Data Visualization must encourage accessibility first, visually and contextually. Minimalism for visualization is one way to achieve such a goal and has been formulated as the Data-Ink Ratio. It represents the ink ratio used for representing the data against the total ink used to print the entire graphic. The closer it is to 1, the less distracting the visualization is.

Tufte has provided five laws for Data-ink:

  • Above all else, show the data

  • Maximize data-ink ratio

  • Erase non-data-ink

  • Revise and edit

import numpy as np
import matplotlib.pyplot as plt
plt.ion()
plt.style.use('fivethirtyeight')

fig = plt.figure(figsize=(8, 8), facecolor="white")
ax1, ax2 = [fig.add_subplot(2, 1, i + 1) for i in range(2)]

X, Y, labels, colors = range(3), [65, 23, 14], ["A", "B", "C"], ["#008FD5", "#F6514C", "#E5AE42"]

ax1.barh(X, Y, tick_label=labels, color=colors)
ax1.title.set_text("Object Percentage")
ax1.set_xlabel("Percentage")
ax1.set_ylabel("Object Type")
ax1.set_xticklabels([f"{i * 10}%" for i in range(7)])
ax1.legend(handles=[plt.Rectangle((0, 0), 1, 1, color=color) for color in colors], labels=labels)
for i, y in enumerate(Y):
    ax1.text(y - 5, i - 0.05, f"{y}%", color='white', fontweight='bold')

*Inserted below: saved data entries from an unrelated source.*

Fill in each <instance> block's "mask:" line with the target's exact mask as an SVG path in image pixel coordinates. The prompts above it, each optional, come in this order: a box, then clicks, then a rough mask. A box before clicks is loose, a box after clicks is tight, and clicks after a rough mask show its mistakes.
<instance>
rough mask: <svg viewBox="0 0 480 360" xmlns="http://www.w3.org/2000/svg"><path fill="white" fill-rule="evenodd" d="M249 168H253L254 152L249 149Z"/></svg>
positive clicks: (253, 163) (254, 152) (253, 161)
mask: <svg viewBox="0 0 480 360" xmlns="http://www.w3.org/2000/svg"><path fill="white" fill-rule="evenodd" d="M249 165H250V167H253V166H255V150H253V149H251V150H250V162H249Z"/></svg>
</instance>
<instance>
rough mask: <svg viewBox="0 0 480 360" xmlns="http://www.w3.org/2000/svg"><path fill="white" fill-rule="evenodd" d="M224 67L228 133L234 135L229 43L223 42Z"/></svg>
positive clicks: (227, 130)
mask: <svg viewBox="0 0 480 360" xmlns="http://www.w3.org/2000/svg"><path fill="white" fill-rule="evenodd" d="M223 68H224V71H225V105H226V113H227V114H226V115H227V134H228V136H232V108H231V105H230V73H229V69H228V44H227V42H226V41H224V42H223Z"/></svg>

ax2.barh(X, Y, tick_label=labels, color=[colors[0], "#7EC6E5", "#7EC6E5"])
ax2.title.set_text("Object Percentage")
ax2.set_xticklabels([])
ax2.grid(False)
for i, y in enumerate(Y):
    ax2.text(y - 5, i - 0.05, f"{y}%", color='white', fontweight='bold')

fig.subplots_adjust(hspace=0.40, wspace=0.40)
fig.canvas.draw()
../_images/1_data_visualization_11_0.png

Fig. 2.3 Demonstration of Data-Ink Ratio, without on top figure and with on bottom figure.

2.3.2. Contextualization and Storytelling

The most powerful part of data visualization is Storytelling. Without, the visualization lacks impact. It is first essential to define a Context, the Audience, and the Nature of the data to create a connection between those two entities. Nevertheless, a big part of the interaction with the target is achieved through visuals. Aesthetics can be used to draw attention to certain parts of the graphic.